Ismael Oddó est né de cet exil. Son père, Willy Oddó, est un des piliers du groupe. Ismael a grandi à cheval entre culture française banlieusarde et souvenirs d’un Chili révolutionnaire et fantasmé. Mais en octobre 1988, lorsque le pays se rouvre, Willy décide de rentrer au plus vite. Il quitte les Quilapayún, devenus immensément célèbres au niveau mondial, pour retrouver son pays et jouer un rôle actif dans sa reconstruction. Ismael suit ; il a 14 ans. Désormais, sa vie se déroulera de l’autre côté de l’Atlantique.

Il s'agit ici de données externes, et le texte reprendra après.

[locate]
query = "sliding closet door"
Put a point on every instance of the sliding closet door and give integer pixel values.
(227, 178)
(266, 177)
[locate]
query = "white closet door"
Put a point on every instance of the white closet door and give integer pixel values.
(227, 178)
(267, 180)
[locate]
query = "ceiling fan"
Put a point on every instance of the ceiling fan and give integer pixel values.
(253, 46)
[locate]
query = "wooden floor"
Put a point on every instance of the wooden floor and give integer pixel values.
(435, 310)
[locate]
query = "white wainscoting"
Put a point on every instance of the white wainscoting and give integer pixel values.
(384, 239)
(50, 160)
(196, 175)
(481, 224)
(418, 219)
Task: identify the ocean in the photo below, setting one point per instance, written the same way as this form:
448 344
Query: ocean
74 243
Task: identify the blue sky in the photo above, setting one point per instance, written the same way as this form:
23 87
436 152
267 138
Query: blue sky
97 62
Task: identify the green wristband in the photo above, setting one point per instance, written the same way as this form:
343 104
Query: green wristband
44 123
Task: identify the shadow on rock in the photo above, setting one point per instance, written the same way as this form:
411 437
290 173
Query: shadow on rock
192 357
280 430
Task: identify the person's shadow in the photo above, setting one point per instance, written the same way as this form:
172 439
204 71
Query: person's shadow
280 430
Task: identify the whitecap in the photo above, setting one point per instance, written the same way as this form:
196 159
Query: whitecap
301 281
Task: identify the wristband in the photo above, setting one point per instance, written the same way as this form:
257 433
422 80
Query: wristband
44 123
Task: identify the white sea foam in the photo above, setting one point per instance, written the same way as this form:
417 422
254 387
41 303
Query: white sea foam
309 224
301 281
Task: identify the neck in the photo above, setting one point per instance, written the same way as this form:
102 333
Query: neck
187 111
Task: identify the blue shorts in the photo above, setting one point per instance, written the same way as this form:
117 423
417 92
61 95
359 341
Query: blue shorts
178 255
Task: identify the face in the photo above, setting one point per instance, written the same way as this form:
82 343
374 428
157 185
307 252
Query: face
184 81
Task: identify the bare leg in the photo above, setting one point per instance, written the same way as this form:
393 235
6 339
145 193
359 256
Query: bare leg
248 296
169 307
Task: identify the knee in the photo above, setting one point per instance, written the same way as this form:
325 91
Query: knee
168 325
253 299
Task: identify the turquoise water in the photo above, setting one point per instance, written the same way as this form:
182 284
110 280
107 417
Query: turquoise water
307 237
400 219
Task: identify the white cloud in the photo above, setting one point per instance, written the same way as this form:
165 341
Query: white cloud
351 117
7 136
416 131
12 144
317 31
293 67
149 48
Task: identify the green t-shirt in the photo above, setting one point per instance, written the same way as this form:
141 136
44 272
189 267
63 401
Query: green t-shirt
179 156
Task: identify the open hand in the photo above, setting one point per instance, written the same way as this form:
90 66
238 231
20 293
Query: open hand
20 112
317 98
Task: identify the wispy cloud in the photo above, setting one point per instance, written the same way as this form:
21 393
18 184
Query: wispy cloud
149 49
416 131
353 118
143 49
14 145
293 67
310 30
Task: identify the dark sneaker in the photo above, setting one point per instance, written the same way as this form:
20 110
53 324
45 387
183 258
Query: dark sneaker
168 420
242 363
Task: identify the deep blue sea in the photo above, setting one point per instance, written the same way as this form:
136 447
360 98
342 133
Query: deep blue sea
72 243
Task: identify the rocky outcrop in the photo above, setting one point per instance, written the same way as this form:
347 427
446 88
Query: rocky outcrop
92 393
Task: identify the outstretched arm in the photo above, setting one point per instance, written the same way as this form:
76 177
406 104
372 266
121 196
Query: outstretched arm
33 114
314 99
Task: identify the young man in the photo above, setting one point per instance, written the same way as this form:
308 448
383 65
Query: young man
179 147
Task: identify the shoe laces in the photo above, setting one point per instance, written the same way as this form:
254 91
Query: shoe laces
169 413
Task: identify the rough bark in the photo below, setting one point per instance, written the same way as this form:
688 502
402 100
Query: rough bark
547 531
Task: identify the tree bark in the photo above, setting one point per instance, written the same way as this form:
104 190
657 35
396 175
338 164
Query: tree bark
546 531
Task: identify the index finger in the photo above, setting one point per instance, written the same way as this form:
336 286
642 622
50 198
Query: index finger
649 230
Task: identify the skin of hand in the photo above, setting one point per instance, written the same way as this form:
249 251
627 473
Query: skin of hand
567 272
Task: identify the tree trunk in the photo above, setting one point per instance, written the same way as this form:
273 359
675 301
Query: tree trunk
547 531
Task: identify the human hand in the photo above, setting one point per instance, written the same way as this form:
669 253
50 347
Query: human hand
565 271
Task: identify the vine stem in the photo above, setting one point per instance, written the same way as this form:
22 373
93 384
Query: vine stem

Il y a quelques années, la tante d’Ismael lui a remis une boîte contenant des cassettes : il s’agissait des lettres audio envoyées par Willy à ses proches pendant les 15 années de son exil français. Entretemps, Willy est mort et Ismael, devenu musicien, a repris sa place au sein des Quilapayún. Dans ces cassettes, des heures et des heures de témoignage dans lesquelles Willy relate son quotidien de musicien, ses joies de jeune père, la douleur d’être loin, la souffrance d’avoir vu son idéal politique renversé. À travers ces récits intimes, on retrouve en coupe tout un pan de notre histoire récente qui démarre avec une des plus belles expériences politiques des années 60 pour s’achever avec la création du premier régime néolibéral au monde. Une histoire qui passe aussi par la culture alternative du Paris des années 70-80, dans laquelle les réfugiés chiliens ont joué un rôle important. Et qui rejoint notre présent troublé ; dans les mouvements sociaux qui ces dernières années ont secoué le Chili comme de nombreux autres pays, un même chant revient qui incarne l’espoir de la victoire : c’est El pueblo unido jamás será vencido, chanson emblématique des Quilapayún devenue hymne planétaire.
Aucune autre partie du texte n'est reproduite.